Through research and writing, I reconsider what we mean when we talk about ‘cultural value’.
Until recently, cultural policy has been built on very narrow understandings of the social impact of the arts. Debates have oscillated between simple participant quotients, limited evidence of economic and instrumental ‘benefits’, and inflated claims of intrinsic transformation. By viewing value as a process, I study how people actually find meaning in media and the arts:
- How do people connect with different cultural texts?
- How do creative practitioners and arts organisations work to engage their audiences?
- How do these experiences fit into or conflict with participants’ senses of self, their feelings of community and belonging, and their understandings of place and heritage?
My work is part of the contemporary drive to evaluate impact. But instead of reducing audiences to simple statistics, my approach maps people’s engagements with culture in all their complexity.
My approach is multi-method and responsive. Whether I’m using questionnaires or interviews, focus groups or creative ‘participatory’ methods, I position audiences as the experts of their own experiences. My research is interdisciplinary, ranging from site-specific theatre to arts festivals, and from applied drama to stand-up comedy - though I have a particular interest in the connections between people, performance, and place. I work with partners from local communities to government agencies, and aim to break down barriers between academia and industry – I believe that research should travel outside universities, and balance scholarly publications with more accessible kinds of output.
I have developed collaborative networks and worked with partners including:
National Theatre Wales (NTW)
Bloodaxe Books & Midland Creative Projects
Arts Council of Wales
Theatre & Performance Research Association (TaPRA)
Cultural Solutions UK
I am part of a new interdisciplinary project on musical theatre communities in translation with Portsmouth University, currently seeking AHRC funding, and Chair of the Performing Audience Research Network.

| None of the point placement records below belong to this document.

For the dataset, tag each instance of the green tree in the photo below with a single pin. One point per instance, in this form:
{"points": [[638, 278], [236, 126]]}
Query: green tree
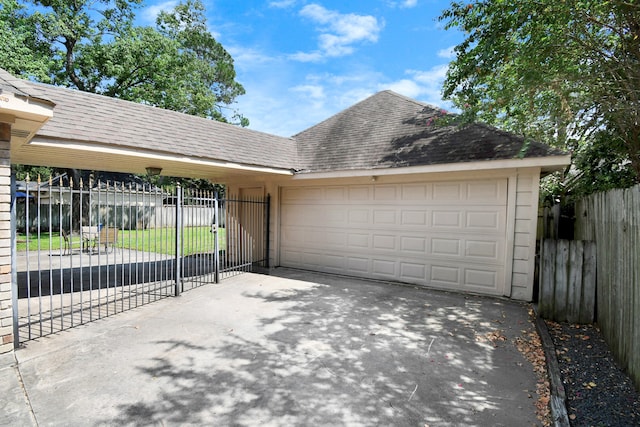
{"points": [[177, 65], [563, 72], [21, 51]]}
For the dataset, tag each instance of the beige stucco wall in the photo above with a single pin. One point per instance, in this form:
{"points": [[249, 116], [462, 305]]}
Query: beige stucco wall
{"points": [[524, 239], [522, 214]]}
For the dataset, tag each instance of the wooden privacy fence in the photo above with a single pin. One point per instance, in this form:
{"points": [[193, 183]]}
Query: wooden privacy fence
{"points": [[612, 220], [568, 280]]}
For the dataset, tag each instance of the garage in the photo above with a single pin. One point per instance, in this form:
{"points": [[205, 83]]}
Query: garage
{"points": [[445, 234]]}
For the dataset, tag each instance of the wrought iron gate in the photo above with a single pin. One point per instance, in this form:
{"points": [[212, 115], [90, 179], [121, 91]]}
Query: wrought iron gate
{"points": [[83, 254]]}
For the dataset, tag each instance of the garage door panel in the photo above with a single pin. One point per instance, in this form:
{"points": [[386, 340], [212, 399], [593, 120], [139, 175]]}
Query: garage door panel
{"points": [[450, 235], [446, 219], [483, 220], [414, 217], [411, 272]]}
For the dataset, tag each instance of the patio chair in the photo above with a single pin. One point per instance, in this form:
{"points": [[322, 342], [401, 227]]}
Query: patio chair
{"points": [[67, 243], [108, 238], [89, 236]]}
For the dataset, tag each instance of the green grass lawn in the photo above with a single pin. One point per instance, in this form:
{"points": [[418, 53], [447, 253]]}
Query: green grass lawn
{"points": [[160, 240]]}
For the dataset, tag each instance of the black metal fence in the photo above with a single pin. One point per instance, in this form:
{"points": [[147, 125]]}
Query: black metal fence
{"points": [[83, 254]]}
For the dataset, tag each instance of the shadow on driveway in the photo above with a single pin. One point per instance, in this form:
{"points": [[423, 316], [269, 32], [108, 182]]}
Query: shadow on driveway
{"points": [[292, 348]]}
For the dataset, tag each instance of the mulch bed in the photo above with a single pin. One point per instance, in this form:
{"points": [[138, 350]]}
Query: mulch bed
{"points": [[599, 393]]}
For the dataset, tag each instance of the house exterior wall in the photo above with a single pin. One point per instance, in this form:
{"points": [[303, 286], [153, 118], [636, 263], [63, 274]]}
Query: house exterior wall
{"points": [[525, 227], [521, 215]]}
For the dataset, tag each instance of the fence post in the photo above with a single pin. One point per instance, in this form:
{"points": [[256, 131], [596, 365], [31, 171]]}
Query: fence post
{"points": [[178, 242], [266, 233], [14, 254], [216, 253]]}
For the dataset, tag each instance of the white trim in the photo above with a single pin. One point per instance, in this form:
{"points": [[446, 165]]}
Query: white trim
{"points": [[147, 155], [512, 197], [546, 163]]}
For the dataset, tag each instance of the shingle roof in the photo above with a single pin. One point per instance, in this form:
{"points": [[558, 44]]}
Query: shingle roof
{"points": [[388, 130], [18, 87], [114, 122]]}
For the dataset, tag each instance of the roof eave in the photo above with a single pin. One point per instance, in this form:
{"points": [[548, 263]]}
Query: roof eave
{"points": [[546, 164], [197, 167]]}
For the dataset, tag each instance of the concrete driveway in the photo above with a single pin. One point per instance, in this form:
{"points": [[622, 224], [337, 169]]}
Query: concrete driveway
{"points": [[292, 348]]}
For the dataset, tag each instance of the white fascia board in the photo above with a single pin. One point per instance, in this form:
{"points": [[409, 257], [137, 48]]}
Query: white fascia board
{"points": [[150, 155], [546, 163]]}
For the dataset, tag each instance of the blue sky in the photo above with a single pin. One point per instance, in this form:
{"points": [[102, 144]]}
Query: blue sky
{"points": [[300, 61]]}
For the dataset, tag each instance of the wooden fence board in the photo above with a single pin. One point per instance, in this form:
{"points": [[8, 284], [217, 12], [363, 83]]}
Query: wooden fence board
{"points": [[562, 277], [588, 306], [574, 297], [612, 220], [547, 275], [567, 282]]}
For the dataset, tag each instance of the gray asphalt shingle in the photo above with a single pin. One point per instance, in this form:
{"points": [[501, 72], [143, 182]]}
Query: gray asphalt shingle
{"points": [[114, 122], [386, 130]]}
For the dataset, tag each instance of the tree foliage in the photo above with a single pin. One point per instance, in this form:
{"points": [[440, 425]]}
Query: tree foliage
{"points": [[562, 72], [21, 51], [95, 46]]}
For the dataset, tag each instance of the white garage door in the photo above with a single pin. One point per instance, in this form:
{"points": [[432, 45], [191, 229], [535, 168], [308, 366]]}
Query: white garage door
{"points": [[444, 234]]}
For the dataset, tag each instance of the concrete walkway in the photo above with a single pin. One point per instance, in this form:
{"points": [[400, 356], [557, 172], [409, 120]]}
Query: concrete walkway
{"points": [[292, 348]]}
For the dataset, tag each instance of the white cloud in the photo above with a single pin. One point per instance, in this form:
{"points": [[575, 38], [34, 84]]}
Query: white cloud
{"points": [[406, 4], [282, 4], [315, 56], [405, 87], [150, 13], [338, 32], [423, 85], [447, 53], [313, 91], [409, 3]]}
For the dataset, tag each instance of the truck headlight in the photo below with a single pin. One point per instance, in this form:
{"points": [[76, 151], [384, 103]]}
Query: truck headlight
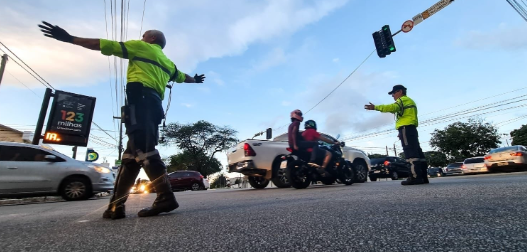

|TaPRA 2015: Performance & New Technology WG||Sept 2015||‘You Get Lost in the Video’: Audience, Location and Memory in Outdoors|
|Redefining Theatre Communities, Malta||Sept 2015||‘Local’ Theatre for ‘Local’ People: Community Involvement and National Theatre|
|Musical Theatre Fan Communities Symposium||May 2015||Smashing YouTube & Kickstarting Bombshell. Or: “EVERYONE STOP COMPLAINING AND ENJOY THE FLAPPING MUSIC!”|
|Cultural Values in Wales & Beyond||Jan 2013||Finding Value in National Theatre Wales|
|TaPRA: Identity & Community WG||Sep 2012||Promenade Performance and the ‘Tyranny of Participation’|
|Performance Studies international (PSi) 18||May 2012||‘The Only Welsh Thing was Preparing for it to Rain’: (How) Does National Identity Really Matter?|
|AWWE Performing Wales: Theatre, Art, Identity||Mar 2012||Audiences as Citizens of the World|
|The Audience Through Time||Dec 2011||The Long Development and New Audiences of National Theatre Wales|
|Relation & Participation||May 2011||Universalism, Localness and National Identity in The Persians|
|Journeys Across Media||May 2011||Site-Specific Performance and For Mountain, Sand & Sea|
Ten years working in professional office environments has given me significant administrative and event management experience. In previous positions I have been responsible for running community events, managing photography exhibitions and creative writing competitions, and organising dozens of events per year. I also co-organised the academic conference Relation & Participation (May 2011, Aberystwyth University). This event included speakers such as Patrick Primavesi, John E. McGrath (National Theatre Wales), Lone Twin and Rimini Protokoll. In addition to the live conference, presentations and practical sessions were streamed on the conference website and gathered thousands of international views.